Johannes Kunze von Bischhoffshausen: “What is important is what an SME does with it; they do not have infinite resources. Focusing on the right use cases and ‘what do I want to do internally?’ and ‘what do I want to outsource?’ The third option, which has not often been done before, is partnership with suppliers, or research instutitutes. Having a strategic plan for how to integrate AI into the business is crucial – and that applies as much to SMEs as large organisations.”
BOX: Will AI overtake engineering knowledge?
Niklas Kuhl: “I would say not. What we see in research is that there are two ideas of AI. One is that AI will never be able to replace human beings and the tasks that they do; the human will always be the enlightened one who has the most process knowledge and makes the decisions. The other idea is that AI will completely replace humans and outsmart them pretty soon. But in the current research, nearly everyone says that you need to have something called hybrid intelligence: a collaboration between humans and machines where both can play out their strengths. You can automate tedious tasks that typically humans do not like to do to AI, and the more creative tasks can be done by humans. If you think about the knowledge of global engineering, it will be shared between humans and AI, and they will do their best in collaboratively work together.”
Johannes Kunze von Bischhoffshausen: “We see in some applications also in Trelleborg that AI can help to automate simple tasks and replace all of the trial-and-error that engineers are doing. There we see even in the near future that AI helps engineers to focus on the right things. On the other hand, what does this mean for organisations? Hybrid intelligence only works if engineers understand what the AI does and what the results are. Specifically, when you talk about machine learning and its results, there is never 100% correct answer. People in general dealing with AI need to understand how those systems work in order to judge what those recommendations are and what to do with them. It’s quite important that companies not just have a small team of experts but teach their employees how to use AI and how to interpret the results.

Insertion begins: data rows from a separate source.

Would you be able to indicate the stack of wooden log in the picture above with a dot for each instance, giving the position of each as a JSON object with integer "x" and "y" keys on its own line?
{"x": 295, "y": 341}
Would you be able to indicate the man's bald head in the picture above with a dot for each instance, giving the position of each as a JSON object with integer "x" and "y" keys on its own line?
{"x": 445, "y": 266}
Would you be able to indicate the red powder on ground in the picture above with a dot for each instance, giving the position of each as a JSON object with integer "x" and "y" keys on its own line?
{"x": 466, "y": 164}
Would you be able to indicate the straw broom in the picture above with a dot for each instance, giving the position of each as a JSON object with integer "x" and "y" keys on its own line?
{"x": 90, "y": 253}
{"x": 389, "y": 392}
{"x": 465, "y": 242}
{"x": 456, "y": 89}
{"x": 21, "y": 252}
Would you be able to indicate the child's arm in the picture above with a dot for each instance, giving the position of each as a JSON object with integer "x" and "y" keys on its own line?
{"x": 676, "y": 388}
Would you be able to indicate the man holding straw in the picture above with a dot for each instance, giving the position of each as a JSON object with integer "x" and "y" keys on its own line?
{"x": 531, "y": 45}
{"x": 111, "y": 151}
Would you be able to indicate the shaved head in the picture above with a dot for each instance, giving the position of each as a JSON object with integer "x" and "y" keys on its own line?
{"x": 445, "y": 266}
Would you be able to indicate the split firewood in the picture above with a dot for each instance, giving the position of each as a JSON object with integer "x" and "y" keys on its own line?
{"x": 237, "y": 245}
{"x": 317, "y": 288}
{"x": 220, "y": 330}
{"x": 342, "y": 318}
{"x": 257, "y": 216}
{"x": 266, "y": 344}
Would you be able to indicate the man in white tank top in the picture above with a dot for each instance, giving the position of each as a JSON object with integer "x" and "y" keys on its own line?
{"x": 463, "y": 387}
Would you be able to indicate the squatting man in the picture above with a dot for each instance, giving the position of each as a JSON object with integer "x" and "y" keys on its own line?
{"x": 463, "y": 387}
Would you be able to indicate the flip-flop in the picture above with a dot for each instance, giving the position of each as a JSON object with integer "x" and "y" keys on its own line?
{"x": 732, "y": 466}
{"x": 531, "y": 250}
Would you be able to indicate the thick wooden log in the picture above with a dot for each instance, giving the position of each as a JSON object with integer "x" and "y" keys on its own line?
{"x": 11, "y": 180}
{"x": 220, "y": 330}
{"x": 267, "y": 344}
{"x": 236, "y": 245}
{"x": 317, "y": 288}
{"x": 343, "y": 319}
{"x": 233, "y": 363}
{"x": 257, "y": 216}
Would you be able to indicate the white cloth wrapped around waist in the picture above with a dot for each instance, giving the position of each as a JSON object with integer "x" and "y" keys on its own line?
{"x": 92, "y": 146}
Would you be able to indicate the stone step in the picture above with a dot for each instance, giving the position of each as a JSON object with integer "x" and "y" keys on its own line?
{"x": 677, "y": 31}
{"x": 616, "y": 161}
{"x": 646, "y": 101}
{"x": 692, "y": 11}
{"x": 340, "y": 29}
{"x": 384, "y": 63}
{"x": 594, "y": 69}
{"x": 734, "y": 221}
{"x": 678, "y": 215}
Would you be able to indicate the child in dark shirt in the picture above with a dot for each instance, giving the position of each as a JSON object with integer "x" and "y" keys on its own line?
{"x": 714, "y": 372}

BOX: How far has AI developed in Europe, compared to the USA and Asia?
Niklas Kuhl: “There are two sides to this question. One is, what is publicly available – what do you know about the research being done. How much of this is published and available? If you look for example into companies like Facebook and Apple, they don’t reveal all of their techniques and their findings, so it’s hard to say where we are on that scale. If you look into the amount of published research papers, then the US is dominating the market, but if you really want to dig deeper, it’s hard, because you don’t know what exists in these tech companies. If I would have to answer, Id say that the US is deintely leading while Asia is picking up momentum while we in Europe have to intensify our investments into this area.
Johannes Kunze von Bischhoffshausen: “It heavily depends on the use case. When we look into industrial automation or autonomous driving you will get a different picture than just web analytics, for example. It depends on the application.”